A former CIA director says Donald Trump has hurt U.S. national security by adopting the messaging used by Islamic extremists.
“The jihadist narrative is that there is undying enmity between Islam and the modern world, so when Trump says they all hate us, he’s using their narrative … he’s feeding their recruitment video,” said Michael Hayden of the presumptive Republican presidential nominee. Hayden spoke in a Sunday appearance at the Hay Festival in the United Kingdom.
Hayden, who led the CIA under George W. Bush and briefly under President Obama, spoke on a wide range of security-related topics, including changes wrought by social media.

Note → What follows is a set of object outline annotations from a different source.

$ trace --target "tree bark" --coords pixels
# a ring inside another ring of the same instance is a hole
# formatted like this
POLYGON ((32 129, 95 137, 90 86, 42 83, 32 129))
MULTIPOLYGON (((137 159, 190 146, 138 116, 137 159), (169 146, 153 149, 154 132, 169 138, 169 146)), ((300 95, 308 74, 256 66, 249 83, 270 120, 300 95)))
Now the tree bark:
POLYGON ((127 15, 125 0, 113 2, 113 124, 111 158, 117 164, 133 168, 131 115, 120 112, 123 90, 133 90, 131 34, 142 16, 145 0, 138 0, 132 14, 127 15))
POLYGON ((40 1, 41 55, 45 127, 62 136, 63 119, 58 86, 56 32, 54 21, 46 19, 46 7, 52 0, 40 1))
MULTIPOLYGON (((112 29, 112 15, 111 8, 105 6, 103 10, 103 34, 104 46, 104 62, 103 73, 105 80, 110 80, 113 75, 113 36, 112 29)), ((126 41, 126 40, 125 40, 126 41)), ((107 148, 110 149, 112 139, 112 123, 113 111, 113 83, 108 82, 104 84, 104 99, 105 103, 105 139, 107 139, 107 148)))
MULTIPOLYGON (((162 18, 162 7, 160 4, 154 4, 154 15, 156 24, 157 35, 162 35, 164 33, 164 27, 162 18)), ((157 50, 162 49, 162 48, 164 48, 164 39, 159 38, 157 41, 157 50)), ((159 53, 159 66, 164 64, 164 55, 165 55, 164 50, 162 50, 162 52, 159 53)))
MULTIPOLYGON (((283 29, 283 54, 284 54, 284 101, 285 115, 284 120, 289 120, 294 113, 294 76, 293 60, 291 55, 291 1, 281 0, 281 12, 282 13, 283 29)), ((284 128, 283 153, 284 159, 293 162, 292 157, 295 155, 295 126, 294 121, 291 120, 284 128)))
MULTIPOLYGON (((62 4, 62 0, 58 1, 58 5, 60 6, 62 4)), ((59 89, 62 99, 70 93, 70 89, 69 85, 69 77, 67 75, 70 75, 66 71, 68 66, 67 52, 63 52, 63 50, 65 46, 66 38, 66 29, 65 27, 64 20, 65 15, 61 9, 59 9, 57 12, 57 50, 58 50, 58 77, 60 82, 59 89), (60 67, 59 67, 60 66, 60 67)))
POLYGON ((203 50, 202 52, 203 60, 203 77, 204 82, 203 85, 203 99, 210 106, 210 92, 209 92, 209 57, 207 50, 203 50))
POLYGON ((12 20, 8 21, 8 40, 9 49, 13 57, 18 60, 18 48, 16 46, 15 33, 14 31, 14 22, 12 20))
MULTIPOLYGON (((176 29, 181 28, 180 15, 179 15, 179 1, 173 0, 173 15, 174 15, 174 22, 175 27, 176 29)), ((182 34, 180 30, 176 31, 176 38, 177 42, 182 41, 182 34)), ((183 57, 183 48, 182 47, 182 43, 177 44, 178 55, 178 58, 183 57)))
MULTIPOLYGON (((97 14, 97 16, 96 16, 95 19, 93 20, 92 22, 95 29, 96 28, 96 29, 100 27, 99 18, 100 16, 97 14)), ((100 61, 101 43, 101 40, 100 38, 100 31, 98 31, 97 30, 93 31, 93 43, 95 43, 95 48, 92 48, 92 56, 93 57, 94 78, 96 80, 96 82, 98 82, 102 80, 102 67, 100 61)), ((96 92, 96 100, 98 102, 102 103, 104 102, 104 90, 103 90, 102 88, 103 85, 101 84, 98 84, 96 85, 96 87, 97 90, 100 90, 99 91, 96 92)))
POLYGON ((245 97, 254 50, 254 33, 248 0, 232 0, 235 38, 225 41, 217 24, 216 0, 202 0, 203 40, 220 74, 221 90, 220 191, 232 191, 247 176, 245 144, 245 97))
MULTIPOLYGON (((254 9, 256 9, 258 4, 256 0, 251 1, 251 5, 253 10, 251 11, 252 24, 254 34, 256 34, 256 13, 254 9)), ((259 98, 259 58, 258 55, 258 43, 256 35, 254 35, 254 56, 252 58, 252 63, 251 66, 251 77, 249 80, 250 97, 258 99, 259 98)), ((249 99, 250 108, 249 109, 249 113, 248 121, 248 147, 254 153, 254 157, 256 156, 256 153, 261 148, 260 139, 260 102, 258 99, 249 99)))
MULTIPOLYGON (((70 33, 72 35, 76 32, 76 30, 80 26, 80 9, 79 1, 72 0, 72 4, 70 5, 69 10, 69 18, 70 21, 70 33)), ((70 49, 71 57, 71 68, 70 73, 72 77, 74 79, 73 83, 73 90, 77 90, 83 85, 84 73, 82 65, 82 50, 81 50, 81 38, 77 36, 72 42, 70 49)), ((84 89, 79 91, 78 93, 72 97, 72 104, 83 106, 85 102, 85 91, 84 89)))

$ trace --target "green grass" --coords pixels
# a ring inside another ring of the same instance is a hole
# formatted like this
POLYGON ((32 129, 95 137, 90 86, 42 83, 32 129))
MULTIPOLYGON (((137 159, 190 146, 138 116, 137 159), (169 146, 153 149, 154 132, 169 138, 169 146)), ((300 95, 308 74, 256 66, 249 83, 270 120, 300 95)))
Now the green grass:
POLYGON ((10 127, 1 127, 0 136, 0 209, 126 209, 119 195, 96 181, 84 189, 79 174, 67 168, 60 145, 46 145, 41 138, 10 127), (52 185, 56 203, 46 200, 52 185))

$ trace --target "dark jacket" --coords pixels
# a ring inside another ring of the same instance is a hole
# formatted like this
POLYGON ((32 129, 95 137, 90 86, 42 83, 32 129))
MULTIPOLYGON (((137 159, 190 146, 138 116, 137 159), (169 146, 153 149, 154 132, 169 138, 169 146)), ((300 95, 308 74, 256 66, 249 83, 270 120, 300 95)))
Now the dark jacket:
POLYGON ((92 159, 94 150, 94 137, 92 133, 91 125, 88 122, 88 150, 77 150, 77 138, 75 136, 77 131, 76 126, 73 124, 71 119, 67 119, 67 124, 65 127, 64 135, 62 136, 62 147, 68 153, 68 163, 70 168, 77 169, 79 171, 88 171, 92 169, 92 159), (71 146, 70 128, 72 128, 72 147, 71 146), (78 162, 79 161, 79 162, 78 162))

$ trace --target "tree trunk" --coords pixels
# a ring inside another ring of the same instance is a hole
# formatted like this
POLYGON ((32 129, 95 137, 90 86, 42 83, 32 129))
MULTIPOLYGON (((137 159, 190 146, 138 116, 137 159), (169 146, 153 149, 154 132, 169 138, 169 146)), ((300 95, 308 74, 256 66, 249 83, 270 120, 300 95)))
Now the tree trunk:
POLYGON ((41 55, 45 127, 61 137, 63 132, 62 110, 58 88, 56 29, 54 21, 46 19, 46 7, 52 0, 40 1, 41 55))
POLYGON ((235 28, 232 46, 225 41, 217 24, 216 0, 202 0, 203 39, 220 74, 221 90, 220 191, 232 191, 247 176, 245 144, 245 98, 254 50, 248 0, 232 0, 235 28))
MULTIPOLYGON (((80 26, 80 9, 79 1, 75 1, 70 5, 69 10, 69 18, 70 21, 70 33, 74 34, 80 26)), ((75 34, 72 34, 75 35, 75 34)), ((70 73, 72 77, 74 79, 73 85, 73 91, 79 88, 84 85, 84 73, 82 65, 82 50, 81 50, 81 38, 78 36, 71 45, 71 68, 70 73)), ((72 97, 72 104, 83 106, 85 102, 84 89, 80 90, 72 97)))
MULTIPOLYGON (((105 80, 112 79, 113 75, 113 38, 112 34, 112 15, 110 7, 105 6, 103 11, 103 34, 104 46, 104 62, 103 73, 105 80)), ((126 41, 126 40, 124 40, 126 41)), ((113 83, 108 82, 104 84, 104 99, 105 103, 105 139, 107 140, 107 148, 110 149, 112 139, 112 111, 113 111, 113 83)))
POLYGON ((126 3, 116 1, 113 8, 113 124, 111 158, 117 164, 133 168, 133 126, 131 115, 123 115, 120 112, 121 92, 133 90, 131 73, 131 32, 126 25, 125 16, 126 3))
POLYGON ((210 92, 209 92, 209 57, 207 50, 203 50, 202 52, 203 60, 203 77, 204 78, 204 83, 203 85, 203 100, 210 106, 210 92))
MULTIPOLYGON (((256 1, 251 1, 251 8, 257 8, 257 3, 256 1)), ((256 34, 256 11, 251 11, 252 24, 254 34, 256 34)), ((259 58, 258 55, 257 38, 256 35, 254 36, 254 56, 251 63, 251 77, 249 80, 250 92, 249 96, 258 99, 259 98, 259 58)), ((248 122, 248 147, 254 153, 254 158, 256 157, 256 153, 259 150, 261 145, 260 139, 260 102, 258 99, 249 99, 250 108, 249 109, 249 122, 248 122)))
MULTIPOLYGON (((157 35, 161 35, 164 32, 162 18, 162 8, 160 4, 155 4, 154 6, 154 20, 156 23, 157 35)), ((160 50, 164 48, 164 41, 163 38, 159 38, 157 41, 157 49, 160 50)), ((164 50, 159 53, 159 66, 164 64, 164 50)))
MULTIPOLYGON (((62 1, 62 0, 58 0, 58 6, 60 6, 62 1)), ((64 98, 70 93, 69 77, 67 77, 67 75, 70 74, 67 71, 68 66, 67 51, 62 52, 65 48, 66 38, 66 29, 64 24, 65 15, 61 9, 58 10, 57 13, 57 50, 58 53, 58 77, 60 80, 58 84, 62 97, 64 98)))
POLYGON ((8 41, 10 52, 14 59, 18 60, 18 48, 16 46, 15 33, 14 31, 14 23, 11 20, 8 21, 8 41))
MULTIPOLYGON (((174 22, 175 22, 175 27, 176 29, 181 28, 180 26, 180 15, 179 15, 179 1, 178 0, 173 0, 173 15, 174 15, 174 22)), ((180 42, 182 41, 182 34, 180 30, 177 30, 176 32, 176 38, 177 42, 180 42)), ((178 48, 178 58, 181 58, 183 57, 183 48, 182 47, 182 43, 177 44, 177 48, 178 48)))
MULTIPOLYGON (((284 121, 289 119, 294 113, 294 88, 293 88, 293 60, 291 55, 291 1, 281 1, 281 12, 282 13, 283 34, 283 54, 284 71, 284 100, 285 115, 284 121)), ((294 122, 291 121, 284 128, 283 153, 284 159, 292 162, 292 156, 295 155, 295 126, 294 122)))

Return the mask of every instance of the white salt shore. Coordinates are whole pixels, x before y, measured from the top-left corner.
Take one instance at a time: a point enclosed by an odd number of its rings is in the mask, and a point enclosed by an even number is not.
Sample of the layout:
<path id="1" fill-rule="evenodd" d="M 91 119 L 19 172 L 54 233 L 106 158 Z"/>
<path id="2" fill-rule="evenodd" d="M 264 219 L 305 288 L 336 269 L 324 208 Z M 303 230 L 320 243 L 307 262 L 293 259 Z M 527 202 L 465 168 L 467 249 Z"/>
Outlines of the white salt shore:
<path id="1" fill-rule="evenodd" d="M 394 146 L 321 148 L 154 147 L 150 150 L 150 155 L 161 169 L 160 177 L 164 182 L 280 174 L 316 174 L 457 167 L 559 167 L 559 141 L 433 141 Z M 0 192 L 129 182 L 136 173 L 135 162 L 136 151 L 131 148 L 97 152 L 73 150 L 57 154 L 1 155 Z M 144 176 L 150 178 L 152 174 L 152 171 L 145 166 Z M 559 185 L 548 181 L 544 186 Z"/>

Facebook founder Mark Zuckerberg will probably have greater influence on security than government agencies because of the rules he sets up for the massively popular website, Hayden said.
“Your habits are all geared to protecting privacy against the government because that was always the traditional threat,” Hayden said. “That is no longer the pattern, it is the private sector … we are going through a cultural adjustment.”
Hayden also told attendees that the British are much more tolerant of security agencies than Americans, who are demanding increased transparency in the wake of the Edward Snowden leaks which sparked a national conversation about surveillance.
“You as a population are far more tolerant of aggressive action on the part of your intelligence services than we are in the United States,” he said.